As football fans gear up for the Super Bowl this weekend, many are eagerly awaiting the high-profile commercials that are often talked about as much as the games, and Jewish billionaire and philanthropist Robert Kraft has chosen to use the event to send a strong message against antisemitism.
Kraft’s Blue Square Alliance Against Hate released a preview of its 2026 Super Bowl commercial before the Seattle Seahawks face off against the New England Patriots at Levi’s Stadium, home of the San Francisco 49ers, on Sunday.
The preview shows a Jewish student walking through a school hallway who is then jostled by two other students, one of whom surreptitiously sticks a Post-it note on his backpack. When the boy arrives at his locker, he notices the note that reads, “Dirty Jew.” An African-American student who saw what happened comes over and covers it with a blue square sticker, saying, “Do not listen to that. I know how it feels.”
The commercial ends with an alarming statistic: “Two in three Jewish teens have experienced antisemitism,” and encourages viewers to “share the blue square and show you care.”
Commercial is part of national campaign to raise awareness of antisemitism
The commercial is one part of a $15 million national campaign designed to raise awareness of antisemitism, especially among young people. The campaign has pointed to research showing that while Gen Z is three times more likely to witness antisemitism than older Americans, young people are nearly twice as likely to view it as a minor problem.
“Our mission is to educate and inspire unengaged Americans to stand up to Jewish hate by recognizing that hate of any kind increases hate of all kinds,” Kraft said in a statement posted on the Blue Square Alliance website.

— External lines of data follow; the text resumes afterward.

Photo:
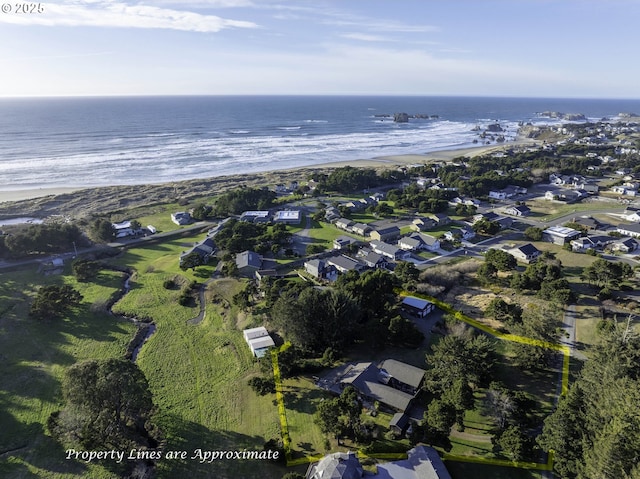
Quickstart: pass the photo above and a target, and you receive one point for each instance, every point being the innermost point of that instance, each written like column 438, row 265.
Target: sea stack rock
column 401, row 117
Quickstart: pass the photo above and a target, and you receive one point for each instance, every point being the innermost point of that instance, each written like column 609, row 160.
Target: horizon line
column 405, row 95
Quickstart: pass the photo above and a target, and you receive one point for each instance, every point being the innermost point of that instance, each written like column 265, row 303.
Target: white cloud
column 110, row 13
column 365, row 37
column 381, row 25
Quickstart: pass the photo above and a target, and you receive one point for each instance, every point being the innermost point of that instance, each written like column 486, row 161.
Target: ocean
column 78, row 142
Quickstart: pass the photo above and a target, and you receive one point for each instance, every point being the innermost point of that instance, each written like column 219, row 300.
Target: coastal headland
column 80, row 202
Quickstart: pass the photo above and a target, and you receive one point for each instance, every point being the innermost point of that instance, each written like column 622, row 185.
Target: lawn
column 198, row 372
column 548, row 210
column 301, row 398
column 325, row 233
column 35, row 355
column 466, row 470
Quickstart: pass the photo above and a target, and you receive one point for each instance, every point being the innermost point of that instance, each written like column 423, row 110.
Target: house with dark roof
column 422, row 462
column 339, row 465
column 518, row 210
column 343, row 242
column 320, row 270
column 361, row 229
column 371, row 383
column 580, row 245
column 331, row 214
column 503, row 221
column 417, row 306
column 588, row 222
column 344, row 263
column 464, row 232
column 560, row 234
column 441, row 219
column 344, row 224
column 419, row 241
column 259, row 340
column 248, row 262
column 423, row 224
column 527, row 253
column 409, row 243
column 388, row 250
column 256, row 216
column 626, row 245
column 374, row 260
column 401, row 375
column 205, row 249
column 632, row 230
column 181, row 218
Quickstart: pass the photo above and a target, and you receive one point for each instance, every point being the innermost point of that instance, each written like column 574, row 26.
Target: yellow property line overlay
column 447, row 308
column 282, row 412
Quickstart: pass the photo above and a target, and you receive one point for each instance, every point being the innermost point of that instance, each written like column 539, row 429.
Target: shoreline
column 87, row 201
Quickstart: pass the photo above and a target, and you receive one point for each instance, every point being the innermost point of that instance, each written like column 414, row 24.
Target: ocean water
column 54, row 142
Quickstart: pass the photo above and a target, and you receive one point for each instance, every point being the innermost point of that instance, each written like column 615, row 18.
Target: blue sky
column 539, row 48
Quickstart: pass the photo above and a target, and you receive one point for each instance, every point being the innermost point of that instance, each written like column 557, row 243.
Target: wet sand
column 83, row 202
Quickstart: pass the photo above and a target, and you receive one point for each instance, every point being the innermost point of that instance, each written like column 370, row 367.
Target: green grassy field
column 466, row 470
column 325, row 233
column 549, row 210
column 198, row 372
column 34, row 357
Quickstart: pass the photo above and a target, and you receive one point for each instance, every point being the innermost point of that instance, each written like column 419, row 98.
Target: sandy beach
column 419, row 158
column 19, row 195
column 82, row 202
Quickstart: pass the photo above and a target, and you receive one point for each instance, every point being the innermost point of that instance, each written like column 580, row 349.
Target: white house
column 258, row 340
column 418, row 241
column 632, row 230
column 417, row 307
column 527, row 253
column 181, row 218
column 560, row 234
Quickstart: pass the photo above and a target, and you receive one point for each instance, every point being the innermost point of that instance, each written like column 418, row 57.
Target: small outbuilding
column 259, row 340
column 417, row 307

Founded by Kraft in 2019, the Blue Square Alliance launched its signature blue square campaign in 2023, framing it as a simple public symbol of solidarity. The organization aims to raise awareness of the fact that Jews are disproportionately targeted in religiously motivated hate crimes.
But the commercial has come in for unexpected criticism by some Jews, who don’t feel it addresses the problem correctly.
Writing on X/Twitter, Rabbi Elchanan Poupko predicted that this ad will ignite a backlash that will be “horrible,” saying, “The reason so many Jews are upset with Robert Kraft's upcoming ad against antisemitism is simple: it has no connection to our reality. No one is slamming stickers on the backpacks of Jewish high school students that say: ‘dirty Jew,’ they are screaming at them ‘Free Palestine!,’ drawing swastikas in the bathroom, and calling them ‘genocide enablers’ and ‘zios.’ There is no ally who shows up to help, young Jews are finding themselves on their own. The backlash to this ad is going to be horrible once it airs. Many white people will complain the ad portrays them as anti-Semitic, while many black Muslims who are portrayed as the ally that will come save the Jewish student, will complain they have been tokenized. The ad is likely to cause more antisemitism than it will prevent.”
In an article in the Forward, P. J. Grisar echoed Poupko’s sentiment that young Jews today are more likely to be harassed because they are Zionists than to be the victims of overt slurs like the one shown in the ad. “This just could not feel more disconnected from how antisemitism now operates in school hallways… It tells reasonable older people what they already know: Overt, unambiguous antisemitism is bad. It tells kids that adults don’t get what they’re dealing with. It tells people on the cusp, or already fully immersed, in conspiracies of Jewish control that Jews have unlimited resources and a limited understanding of the facts on the ground. If Kraft is committed to throwing money at a very real problem, he should at least get his money’s worth.”
Liel Leibovitz, writing in The Tablet, noted that since Kraft is the owner of the New England Patriots, she could already announce that he has lost the Super Bowl, because, “Even if his New England Patriots win, the team’s owner will go down in history as having created the single most embarrassing, idiotic, abominable, counterproductive, no good, very bad ad in the big game’s history.”
The Free Press’s Peter Savodnik wrote, “It made me think that people who already kind of hate Jews will come away from this—hating them more.”
But not all the responses were this negative. J. D. Free, commenting on The Free Press article, noted, “This is the sort of ad that works in mainstream circles, and this article gets way too deep in the weeds about it.” Many US news outlets have had respectful features about the ad, such as Fox News.